Somut olayda, davacının Hürriyet İlköğretim Okulu ana sınıfında yardımcı anne diye tabir edilen işi yaptığı anlaşılmaktadır. Dava okul aile birliğine yöneltilmiştir. Kamu hükmi şahsiyetleri hariç bir kimseye dava yöneltilebilmesi için tüzel kişiliğe haiz olması gerekir. Okul aile birlikleri ...ı bağlı okullar bünyesinde kurulan birlikler olup tüzel kişiliği yoktur. Davalı okul aile birliğinin ehliyeti yoktur.

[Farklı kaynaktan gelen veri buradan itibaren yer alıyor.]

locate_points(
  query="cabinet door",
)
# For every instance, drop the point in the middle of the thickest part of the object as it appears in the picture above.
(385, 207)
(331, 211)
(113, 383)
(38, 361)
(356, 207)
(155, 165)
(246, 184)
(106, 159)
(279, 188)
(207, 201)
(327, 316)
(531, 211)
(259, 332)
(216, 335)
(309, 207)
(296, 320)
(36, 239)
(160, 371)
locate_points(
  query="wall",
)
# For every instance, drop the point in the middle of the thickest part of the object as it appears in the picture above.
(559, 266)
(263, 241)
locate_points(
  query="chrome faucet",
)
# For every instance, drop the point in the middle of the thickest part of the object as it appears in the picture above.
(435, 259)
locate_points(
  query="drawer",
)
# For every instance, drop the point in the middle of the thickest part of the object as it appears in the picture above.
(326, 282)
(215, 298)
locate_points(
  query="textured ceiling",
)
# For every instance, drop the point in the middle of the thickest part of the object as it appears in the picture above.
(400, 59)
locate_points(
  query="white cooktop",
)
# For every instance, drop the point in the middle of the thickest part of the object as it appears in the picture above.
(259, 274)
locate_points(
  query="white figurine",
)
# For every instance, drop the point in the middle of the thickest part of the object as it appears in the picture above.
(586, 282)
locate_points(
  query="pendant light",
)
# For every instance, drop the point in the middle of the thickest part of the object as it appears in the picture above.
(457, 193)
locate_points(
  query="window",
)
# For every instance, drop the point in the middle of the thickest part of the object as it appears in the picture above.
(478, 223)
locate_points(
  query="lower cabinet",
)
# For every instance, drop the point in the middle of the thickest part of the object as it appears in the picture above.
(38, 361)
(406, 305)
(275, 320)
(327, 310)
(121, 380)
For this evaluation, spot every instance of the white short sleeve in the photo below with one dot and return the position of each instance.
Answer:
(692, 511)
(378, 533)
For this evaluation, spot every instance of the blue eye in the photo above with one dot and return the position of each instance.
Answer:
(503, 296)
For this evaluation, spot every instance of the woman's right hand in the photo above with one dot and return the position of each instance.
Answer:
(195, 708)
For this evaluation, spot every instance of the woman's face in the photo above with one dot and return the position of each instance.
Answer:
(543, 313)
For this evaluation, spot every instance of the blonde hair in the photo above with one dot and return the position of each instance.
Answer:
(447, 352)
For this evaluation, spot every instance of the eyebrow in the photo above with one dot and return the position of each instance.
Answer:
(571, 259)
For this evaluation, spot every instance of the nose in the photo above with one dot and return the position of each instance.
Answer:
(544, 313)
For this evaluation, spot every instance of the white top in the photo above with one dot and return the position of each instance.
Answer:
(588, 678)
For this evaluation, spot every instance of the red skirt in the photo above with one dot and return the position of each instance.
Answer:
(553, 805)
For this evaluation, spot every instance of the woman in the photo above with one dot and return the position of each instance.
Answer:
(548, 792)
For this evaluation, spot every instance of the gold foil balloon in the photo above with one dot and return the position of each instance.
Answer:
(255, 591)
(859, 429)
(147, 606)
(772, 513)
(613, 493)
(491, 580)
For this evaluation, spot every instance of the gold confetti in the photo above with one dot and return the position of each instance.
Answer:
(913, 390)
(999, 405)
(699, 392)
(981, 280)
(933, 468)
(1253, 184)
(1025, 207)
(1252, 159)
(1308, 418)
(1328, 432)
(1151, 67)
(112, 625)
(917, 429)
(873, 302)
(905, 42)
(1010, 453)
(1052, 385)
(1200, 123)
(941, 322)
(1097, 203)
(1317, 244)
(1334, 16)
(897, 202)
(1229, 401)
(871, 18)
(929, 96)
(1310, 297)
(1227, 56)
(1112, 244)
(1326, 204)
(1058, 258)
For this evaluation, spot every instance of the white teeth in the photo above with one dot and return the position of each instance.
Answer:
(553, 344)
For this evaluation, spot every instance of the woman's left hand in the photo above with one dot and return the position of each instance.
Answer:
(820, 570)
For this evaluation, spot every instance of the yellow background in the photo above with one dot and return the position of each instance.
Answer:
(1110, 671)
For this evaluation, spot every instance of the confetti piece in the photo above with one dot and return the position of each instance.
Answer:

Bu nedenle davacıya okul aile birliğini temsil eden ... davada taraf ve dava ehliyeti şartı nedeni ile davayı yöneltmesi için HMK.’un 115. Maddesi uyarınca işlem yapması gerekir. Davanın taraf ve dava ehliyeti olmayan ve tüzel kişiliği bulunmayan Okul Aile Birliği hakkında hüküm kurulması hatalıdır.
F) Sonuç:
Temyiz olunan kararın, yukarıda yazılı nedenlerden dolayı BOZULMASINA, peşin alınan temyiz harcının istek halinde ilgiliye iadesine 12/05/2015 tarihinde oybirliğiyle karar verildi.